India scored a decisive victory -- and went on to start reshaping its
strategic doctrine to suit all future challenges. That process still goes
on, and will go on until India achieves a greater degree of self-reliance
in defence production and operational superiority not just against
Pakistan but also against China. For, what India now sees as complete
strategic preparedness is a concept of the complete security eco-system.
General Malik captures this idea in apt words in the Preface to his
2006 book -- Kargil -- From Surprise To Victory: ‘When a soldier goes
out to perform his duty, he sublimates his individuality into that of his
organisation. He works in unison with his fellow-soldiers, trusting
them completely. He strives to accomplish his mission whatever be the
consequences -- even if it means sacrificing his own life. ...’ !
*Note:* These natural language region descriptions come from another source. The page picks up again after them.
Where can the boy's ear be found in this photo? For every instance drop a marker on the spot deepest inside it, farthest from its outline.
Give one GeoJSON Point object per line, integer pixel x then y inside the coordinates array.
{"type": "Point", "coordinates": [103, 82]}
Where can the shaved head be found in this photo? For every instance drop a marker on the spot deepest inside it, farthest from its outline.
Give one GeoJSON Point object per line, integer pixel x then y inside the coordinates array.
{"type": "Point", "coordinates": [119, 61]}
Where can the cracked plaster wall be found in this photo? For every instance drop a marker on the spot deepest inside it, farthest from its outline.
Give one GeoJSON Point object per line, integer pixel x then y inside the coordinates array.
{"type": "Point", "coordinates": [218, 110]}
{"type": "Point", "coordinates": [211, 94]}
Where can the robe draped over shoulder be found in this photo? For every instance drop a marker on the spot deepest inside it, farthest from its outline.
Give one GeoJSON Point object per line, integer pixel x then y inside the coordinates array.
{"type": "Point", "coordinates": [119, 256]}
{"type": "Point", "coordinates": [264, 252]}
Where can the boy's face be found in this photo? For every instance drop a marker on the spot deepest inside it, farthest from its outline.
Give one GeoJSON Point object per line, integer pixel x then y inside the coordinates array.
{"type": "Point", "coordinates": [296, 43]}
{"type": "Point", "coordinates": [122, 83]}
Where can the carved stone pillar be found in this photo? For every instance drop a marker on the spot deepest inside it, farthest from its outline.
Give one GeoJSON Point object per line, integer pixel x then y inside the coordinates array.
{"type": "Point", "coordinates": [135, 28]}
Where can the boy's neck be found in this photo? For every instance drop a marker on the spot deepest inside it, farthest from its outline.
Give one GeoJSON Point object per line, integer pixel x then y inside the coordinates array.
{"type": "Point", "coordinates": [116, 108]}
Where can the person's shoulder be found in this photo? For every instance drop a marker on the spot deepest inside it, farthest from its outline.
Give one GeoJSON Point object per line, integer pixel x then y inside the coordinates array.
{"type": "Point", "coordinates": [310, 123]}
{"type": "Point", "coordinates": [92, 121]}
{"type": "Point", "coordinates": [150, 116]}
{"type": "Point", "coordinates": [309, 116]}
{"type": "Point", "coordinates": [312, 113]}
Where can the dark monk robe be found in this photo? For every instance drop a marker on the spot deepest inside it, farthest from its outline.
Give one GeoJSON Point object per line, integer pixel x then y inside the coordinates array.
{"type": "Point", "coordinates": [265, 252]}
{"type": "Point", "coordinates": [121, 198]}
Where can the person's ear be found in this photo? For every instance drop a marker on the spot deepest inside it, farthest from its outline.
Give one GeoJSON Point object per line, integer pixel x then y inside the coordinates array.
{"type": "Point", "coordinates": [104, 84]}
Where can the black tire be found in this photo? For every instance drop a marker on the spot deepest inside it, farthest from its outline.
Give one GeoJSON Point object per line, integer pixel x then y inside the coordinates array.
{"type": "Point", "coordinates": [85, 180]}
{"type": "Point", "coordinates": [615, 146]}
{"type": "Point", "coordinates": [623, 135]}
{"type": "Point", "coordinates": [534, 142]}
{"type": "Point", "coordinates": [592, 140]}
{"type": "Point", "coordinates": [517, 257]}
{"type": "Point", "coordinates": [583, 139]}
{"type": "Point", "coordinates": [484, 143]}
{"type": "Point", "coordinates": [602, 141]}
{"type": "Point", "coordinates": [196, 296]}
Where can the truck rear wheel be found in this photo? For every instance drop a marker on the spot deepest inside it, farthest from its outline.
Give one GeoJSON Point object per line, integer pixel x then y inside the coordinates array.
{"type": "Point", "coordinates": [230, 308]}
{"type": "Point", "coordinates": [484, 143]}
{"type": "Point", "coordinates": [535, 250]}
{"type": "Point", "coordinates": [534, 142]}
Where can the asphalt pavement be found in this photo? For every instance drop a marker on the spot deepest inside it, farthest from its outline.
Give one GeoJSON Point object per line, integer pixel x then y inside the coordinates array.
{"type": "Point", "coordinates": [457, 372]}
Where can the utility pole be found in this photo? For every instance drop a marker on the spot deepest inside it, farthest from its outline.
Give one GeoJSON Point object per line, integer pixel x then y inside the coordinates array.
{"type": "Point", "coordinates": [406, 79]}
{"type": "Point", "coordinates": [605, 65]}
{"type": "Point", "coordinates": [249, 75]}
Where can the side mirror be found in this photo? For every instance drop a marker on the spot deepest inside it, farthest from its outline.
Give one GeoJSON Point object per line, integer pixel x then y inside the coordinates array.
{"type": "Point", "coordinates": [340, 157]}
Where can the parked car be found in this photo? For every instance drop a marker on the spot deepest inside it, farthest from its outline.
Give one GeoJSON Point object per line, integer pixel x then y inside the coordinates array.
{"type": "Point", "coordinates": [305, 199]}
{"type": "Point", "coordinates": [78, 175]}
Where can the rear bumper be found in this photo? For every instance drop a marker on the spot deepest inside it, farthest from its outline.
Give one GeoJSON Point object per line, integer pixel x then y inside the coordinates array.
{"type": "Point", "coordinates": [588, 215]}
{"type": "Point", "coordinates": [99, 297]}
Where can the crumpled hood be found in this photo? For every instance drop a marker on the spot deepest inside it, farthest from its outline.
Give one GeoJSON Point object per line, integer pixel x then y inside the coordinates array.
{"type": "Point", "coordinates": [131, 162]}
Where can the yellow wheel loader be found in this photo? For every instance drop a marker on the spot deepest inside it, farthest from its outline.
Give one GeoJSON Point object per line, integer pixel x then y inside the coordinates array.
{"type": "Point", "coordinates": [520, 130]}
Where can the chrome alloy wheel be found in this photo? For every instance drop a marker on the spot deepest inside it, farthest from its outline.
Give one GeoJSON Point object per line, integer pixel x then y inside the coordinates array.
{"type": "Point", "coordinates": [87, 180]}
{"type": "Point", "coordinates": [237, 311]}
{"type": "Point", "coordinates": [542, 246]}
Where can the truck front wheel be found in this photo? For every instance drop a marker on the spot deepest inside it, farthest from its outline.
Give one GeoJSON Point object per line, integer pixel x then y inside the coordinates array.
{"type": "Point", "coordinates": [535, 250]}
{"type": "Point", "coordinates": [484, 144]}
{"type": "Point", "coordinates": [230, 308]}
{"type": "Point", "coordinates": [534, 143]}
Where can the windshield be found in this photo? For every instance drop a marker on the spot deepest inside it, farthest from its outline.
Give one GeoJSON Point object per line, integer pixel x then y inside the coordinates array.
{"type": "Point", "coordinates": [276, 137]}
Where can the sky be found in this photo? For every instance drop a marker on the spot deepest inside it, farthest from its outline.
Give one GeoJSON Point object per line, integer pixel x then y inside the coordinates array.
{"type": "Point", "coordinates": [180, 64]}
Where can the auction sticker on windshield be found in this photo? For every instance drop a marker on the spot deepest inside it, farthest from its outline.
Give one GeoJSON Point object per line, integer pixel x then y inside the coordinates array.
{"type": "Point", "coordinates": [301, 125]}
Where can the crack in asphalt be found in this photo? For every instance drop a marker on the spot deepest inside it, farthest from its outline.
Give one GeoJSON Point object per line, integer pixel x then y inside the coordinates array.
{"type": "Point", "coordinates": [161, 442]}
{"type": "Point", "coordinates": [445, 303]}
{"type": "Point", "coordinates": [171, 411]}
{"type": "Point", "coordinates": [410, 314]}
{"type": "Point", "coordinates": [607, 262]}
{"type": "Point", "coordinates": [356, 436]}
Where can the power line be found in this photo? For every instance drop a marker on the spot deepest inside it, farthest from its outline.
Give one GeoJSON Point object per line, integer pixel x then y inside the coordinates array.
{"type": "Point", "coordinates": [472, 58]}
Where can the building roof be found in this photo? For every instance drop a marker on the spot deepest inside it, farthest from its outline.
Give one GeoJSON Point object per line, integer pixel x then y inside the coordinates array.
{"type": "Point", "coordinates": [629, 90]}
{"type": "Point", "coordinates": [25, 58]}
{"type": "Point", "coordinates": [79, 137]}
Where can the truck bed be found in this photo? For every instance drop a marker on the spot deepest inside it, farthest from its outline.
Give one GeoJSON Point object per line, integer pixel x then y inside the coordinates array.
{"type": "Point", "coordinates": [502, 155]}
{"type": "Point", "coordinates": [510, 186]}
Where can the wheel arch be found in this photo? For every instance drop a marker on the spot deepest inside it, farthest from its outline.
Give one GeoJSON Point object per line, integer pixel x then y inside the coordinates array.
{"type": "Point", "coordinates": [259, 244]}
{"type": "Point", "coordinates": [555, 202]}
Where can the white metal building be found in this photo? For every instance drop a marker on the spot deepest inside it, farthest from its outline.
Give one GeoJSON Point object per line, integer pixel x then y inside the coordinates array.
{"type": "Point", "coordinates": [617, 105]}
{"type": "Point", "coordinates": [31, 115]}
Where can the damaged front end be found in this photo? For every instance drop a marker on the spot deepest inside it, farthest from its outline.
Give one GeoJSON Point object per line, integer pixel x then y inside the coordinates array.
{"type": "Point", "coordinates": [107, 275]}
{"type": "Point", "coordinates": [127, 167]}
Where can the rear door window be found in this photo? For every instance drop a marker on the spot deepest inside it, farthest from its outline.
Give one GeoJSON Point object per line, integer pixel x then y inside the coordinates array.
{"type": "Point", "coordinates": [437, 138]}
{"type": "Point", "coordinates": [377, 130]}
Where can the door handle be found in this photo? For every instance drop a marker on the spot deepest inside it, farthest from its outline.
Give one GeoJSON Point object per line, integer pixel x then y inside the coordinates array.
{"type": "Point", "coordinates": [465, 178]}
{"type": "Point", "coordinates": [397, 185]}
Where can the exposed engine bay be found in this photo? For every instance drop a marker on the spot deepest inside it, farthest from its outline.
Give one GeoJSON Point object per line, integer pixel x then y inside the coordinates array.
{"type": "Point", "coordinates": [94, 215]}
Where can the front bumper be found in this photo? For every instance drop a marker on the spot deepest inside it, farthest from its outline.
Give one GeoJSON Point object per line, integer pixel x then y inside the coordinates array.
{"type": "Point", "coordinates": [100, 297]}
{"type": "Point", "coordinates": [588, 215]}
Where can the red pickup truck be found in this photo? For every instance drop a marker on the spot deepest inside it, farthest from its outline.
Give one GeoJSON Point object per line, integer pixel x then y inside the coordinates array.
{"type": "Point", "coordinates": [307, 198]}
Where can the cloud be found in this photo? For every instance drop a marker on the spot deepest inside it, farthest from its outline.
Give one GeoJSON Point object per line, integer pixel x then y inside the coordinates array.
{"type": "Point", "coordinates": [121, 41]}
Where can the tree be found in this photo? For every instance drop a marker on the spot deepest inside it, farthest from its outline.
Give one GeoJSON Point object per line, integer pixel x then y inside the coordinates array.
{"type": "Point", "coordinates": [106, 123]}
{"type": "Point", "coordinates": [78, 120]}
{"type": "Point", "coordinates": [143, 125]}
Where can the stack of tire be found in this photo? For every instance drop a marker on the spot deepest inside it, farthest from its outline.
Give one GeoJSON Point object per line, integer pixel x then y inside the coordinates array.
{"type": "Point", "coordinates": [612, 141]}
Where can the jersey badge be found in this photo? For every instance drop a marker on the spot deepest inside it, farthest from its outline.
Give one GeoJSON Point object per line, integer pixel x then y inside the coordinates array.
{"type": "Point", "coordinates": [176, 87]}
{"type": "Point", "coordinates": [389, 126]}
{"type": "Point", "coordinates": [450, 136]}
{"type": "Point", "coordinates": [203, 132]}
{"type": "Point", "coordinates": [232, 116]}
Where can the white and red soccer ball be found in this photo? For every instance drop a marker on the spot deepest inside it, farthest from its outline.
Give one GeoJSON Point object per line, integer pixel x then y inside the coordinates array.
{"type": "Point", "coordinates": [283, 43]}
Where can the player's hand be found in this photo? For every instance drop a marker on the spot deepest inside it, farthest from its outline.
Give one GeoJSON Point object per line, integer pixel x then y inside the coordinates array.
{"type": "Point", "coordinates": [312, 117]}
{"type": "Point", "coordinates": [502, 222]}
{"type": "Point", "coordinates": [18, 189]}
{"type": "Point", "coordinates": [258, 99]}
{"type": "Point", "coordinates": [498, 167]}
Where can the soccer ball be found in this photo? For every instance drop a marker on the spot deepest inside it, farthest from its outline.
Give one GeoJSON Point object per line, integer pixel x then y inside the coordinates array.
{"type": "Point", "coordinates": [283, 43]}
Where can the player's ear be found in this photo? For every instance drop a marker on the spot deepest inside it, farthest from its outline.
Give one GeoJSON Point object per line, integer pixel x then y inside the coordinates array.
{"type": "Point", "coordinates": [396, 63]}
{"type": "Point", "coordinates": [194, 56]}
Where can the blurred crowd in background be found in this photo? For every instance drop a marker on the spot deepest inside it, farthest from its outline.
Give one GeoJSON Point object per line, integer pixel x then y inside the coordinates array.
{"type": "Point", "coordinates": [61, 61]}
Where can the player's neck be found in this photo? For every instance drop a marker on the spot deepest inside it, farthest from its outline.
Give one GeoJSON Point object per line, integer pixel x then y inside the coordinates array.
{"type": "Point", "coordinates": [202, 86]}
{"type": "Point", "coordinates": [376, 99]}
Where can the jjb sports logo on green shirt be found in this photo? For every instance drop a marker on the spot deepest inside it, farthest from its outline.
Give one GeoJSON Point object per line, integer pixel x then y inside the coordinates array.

The total strategic thought, thus, has that soldier in focus -- to offer
him a comprehensive eco-system of thought and action aided by whatever is needed by way of technology and technique -- standing on
deep, futuristic thinking.
Twenty-five years ago, Kargil experience sparked that effort.
Twenty-five years since Kargil, that effort has assumed a sensible
shape.
Twenty-five years hence, the effort will be still on -- with equal,
unmitigated intensity.
This is the essence of the metaphor called Kargil.